A pained look crossed her face and she sat right back in the couch, away from me. I reached out to hold her hand, but she snatched it away, placing it over the scar on her arm instead. Taking a deep breath she began, “Growing up my Dad sheltered me from the club a lot. Sure, I knew the guys and they were my family, but I didn’t know about the guns, the drugs or the violence. You know that already. When I started seeing it, I wasn’t concerned by it, or so I thought,” she stopped for a moment, getting herself together, “Until that night, J. When I saw what you were capable of and what Scott was capable of, it freaked me the fuck out. Neither of you seemed fazed by what you did, and at the time it bothered me; I didn’t know how to deal with it. I also felt guilty that it was all my fault.”
“Rob was trying to rape you, Madison. He had sliced your fucking arm and attacked you, and I couldn’t stop him so I did what I had to do,” I pointed out, calmly.
“I get that but the way you two just dealt with his body and carried on like nothing had happened... I found that hard to comprehend,” she was honest, and even though I didn’t like what she was saying, I was relieved that she was finally being open with me.
“Do you think that I like that part of me?
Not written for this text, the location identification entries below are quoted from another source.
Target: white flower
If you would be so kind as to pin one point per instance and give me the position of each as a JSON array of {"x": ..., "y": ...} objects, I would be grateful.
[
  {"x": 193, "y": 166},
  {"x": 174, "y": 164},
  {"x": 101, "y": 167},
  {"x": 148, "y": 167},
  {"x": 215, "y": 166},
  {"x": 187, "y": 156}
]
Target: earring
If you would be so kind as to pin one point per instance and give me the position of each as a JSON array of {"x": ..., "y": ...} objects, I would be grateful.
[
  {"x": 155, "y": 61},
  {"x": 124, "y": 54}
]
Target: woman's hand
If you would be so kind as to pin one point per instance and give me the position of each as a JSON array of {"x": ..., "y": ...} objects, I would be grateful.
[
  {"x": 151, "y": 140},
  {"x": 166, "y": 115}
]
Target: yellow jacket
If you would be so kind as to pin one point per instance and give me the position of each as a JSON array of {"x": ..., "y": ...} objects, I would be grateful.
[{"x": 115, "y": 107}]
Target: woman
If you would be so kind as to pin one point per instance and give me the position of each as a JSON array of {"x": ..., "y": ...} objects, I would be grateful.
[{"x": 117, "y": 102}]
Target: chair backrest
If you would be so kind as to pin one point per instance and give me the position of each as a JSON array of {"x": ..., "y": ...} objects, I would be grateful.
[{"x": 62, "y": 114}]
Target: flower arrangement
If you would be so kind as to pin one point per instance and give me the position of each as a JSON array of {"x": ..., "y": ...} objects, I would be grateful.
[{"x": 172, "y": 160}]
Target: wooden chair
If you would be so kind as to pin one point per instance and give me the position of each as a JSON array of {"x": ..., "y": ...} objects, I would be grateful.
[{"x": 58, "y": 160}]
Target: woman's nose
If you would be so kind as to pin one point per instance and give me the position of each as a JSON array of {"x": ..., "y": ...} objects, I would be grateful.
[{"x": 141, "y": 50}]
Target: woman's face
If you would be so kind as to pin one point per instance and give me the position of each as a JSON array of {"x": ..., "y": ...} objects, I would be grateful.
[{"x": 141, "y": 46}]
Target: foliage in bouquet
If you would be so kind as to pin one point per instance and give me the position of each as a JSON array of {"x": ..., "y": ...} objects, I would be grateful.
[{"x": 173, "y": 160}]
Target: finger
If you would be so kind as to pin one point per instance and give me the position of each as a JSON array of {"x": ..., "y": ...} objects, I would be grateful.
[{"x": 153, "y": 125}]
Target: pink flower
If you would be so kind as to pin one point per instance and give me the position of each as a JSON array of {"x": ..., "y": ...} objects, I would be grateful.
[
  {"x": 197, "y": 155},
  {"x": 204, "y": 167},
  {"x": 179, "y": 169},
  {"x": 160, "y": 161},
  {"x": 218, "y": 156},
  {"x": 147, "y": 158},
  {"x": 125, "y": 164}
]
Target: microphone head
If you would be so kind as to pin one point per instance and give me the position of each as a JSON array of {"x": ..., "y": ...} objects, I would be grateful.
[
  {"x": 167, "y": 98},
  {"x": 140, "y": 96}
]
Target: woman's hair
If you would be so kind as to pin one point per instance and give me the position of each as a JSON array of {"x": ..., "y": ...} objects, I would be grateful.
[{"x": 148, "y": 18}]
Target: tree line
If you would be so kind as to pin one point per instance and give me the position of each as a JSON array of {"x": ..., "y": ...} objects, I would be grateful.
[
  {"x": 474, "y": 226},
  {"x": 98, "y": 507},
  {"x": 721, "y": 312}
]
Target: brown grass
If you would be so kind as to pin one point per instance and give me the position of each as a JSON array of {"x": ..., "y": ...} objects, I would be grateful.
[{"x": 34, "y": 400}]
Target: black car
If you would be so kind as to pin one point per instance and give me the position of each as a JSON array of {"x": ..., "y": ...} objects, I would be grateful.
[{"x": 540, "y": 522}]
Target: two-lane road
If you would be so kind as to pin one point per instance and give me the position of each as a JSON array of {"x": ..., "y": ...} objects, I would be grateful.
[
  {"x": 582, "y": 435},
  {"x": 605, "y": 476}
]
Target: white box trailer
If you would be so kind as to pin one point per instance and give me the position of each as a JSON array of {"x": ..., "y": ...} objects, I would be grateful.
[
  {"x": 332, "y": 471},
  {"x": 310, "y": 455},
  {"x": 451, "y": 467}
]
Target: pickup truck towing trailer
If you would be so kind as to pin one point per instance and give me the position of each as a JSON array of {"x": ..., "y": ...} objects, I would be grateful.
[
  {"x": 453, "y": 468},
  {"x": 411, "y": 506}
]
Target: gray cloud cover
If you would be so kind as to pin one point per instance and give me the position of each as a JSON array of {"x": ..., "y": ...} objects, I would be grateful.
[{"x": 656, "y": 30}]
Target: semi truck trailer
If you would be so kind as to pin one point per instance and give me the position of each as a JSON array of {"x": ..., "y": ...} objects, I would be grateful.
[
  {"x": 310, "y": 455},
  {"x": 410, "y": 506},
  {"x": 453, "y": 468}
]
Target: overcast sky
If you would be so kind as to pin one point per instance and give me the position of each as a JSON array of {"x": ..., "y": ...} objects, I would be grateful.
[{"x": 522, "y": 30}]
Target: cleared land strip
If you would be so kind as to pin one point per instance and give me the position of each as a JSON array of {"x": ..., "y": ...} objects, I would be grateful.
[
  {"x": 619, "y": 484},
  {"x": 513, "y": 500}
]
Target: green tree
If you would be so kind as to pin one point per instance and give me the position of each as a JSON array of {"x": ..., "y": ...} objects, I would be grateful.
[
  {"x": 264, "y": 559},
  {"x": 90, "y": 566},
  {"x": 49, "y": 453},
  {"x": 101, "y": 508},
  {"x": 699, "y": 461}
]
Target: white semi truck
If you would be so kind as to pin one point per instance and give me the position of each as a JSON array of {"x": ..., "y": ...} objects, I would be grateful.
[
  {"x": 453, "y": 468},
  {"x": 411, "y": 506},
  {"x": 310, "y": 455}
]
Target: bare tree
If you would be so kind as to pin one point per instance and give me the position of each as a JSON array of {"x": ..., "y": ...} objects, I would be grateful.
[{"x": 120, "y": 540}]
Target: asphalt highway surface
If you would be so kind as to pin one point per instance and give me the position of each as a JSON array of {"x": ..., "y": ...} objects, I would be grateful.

That I enjoy doing the dirty work that being in the club requires? I fucking don’t. But I do it for a reason. And six years ago, when I fell in love with you, my reason became you.”
Her eyes widened, and for a moment she just stared at me. I had no idea what she was thinking until she finally said, “I know. I realise that now, J, but I didn’t back then. I didn’t work that out until I talked to my Mum yesterday. I get it, and I’m okay with it.”
I cocked my head, “Really, baby? How can you go from not sure to totally okay in a day?”